I might have woken up, hoping for sunshine. Maybe I imagined that since it is the last week of school, it would be warm and my kids would be able to wear shorts. I dreamt of spending the afternoon in the park.
I woke up and saw this:

Yes, it is May 24th. This is the last week of MAY.


In Arizona, everyone is hot.
In Texas, everyone is hot.
They have been enjoying days using their pools. They are all getting tan.

I keep hearing that Utah is beautiful in the spring and summer.
I am still waiting for said "beauty".
I am still pasty white.
I am still cold.
I am still waiting for the sun to motivate me to work off my "winter pounds".

I got to walk out this morning and scrape several inches of snow off my car.

Out my kitchen window, I normally have this view:
(these photos were taken a few weeks ago)


Beautiful - right? I fell in LOVE with this view. I fell in love with having no back door neighbors so I can see the mountains and valley and lake...

When I was younger, I used to LOVE the mountains. All of my religious beliefs were encompassed in lessons and analogies involving mountains... Don't get me started or else I'll go into some dissertation involving not only things I felt from spending time in mountains, but also from "mountain" analogies using calculus, physics, chemistry, philosophy, scriptures... you name it all the way to books like "Miracle of Forgiveness".

Why did I wake up this morning with the feeling like I am being strangled and cut off by these mountains - rather than enjoying their {previous favorite phrase describing them} ineffable majesty?
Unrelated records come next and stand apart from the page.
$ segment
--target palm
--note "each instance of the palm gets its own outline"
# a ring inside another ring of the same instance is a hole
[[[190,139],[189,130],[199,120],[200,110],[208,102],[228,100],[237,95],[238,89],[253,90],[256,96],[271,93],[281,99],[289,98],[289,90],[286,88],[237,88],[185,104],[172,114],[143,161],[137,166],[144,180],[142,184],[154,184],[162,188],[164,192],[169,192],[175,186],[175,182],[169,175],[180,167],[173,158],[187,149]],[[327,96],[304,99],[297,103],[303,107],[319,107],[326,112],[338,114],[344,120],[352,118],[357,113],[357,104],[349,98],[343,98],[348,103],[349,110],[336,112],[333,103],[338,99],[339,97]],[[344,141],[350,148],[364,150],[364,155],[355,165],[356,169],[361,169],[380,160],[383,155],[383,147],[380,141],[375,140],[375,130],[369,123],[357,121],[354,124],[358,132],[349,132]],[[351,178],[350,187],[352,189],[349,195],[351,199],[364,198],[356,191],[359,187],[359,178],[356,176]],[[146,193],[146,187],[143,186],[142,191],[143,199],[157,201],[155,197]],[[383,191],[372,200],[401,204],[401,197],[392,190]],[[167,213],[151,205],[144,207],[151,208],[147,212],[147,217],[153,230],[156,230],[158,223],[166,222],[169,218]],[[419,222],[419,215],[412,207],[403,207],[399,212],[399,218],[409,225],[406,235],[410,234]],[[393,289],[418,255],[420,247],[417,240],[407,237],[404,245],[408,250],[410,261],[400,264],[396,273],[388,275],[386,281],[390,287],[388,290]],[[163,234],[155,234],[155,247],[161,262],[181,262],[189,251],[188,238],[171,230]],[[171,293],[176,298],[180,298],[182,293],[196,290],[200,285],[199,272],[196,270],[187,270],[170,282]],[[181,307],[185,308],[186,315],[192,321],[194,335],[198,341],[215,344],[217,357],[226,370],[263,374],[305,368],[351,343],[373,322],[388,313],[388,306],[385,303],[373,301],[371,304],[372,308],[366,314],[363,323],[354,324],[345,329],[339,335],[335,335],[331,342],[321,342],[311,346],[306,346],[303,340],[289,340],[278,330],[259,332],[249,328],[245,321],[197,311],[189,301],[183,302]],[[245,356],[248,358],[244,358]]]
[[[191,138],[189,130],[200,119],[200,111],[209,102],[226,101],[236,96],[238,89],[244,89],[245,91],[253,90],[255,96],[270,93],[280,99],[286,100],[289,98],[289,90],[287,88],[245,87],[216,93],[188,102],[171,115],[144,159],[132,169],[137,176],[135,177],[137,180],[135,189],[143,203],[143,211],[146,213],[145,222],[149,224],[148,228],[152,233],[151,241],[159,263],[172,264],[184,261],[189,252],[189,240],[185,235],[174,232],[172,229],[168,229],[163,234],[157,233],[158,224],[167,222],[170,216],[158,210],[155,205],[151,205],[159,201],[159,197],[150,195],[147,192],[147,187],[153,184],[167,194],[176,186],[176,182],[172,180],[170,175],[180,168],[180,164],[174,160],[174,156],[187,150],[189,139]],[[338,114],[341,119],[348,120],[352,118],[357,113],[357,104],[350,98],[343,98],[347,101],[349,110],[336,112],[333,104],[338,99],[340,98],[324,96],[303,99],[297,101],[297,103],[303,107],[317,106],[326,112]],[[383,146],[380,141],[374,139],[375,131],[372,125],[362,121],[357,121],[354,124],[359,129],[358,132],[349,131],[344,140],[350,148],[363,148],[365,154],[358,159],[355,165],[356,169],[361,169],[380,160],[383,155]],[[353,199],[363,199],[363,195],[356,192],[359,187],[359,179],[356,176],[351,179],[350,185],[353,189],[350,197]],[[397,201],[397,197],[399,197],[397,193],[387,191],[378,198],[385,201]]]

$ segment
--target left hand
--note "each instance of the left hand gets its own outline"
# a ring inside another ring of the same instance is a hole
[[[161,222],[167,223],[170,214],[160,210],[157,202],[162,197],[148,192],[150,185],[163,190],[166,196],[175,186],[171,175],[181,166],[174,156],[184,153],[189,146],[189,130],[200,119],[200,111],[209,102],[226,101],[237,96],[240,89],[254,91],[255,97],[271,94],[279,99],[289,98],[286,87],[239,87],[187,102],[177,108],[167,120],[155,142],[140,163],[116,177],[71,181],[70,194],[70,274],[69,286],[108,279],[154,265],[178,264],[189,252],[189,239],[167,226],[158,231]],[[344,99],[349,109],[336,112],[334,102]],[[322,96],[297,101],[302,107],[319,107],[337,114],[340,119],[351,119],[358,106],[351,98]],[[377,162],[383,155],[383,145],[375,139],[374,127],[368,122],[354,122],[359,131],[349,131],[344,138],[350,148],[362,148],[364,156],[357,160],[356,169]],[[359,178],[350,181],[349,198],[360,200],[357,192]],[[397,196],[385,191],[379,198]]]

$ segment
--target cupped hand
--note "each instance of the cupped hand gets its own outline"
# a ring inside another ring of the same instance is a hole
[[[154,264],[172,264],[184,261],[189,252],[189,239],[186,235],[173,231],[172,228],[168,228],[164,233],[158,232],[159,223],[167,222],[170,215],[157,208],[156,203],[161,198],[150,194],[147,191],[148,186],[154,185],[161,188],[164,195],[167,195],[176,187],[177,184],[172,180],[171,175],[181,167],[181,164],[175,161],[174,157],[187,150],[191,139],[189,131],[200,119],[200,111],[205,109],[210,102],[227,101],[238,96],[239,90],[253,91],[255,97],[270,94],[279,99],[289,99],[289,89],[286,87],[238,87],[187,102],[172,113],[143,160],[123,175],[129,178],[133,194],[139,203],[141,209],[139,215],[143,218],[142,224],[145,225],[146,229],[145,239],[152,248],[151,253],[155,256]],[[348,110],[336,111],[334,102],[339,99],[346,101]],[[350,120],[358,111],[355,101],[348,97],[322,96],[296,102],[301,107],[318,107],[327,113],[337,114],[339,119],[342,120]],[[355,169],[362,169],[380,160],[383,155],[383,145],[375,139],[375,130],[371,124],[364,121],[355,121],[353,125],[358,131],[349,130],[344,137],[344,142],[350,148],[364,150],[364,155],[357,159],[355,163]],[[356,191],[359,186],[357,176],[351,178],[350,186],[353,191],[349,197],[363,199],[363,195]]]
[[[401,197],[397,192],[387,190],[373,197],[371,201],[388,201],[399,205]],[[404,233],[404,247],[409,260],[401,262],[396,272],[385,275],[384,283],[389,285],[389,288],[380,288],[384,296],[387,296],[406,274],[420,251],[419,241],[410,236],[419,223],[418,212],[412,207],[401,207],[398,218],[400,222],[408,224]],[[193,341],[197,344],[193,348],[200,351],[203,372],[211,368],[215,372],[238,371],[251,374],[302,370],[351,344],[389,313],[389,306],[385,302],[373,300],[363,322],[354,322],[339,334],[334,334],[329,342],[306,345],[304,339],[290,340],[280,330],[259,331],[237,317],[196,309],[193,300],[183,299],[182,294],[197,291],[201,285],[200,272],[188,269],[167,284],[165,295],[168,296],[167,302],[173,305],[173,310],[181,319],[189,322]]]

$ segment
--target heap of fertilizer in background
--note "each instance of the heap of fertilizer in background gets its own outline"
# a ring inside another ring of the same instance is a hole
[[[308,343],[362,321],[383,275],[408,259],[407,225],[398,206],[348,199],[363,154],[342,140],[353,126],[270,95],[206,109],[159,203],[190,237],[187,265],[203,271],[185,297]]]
Right now, to quote from "BIG RIVER"... "I've been waiting for the light to shine, oh yes I'm waiting for the light to shine. I have lived in the darkness for so long I am waiting for the light to shine!!!"

In all fairness, the sun came out this afternoon. It warmed to nearly 50 degrees. Aaron's baseball game was cancelled, so we went to the batting cages. I had a wonderful afternoon/evening with my sweet children. We are all healthy and happy. There is plenty to be grateful for. Even though there was a blizzard this morning, we were safe and warm in our house/school. The kids have warm jackets. I got my butt out the door and to the gym. All was not completely lost.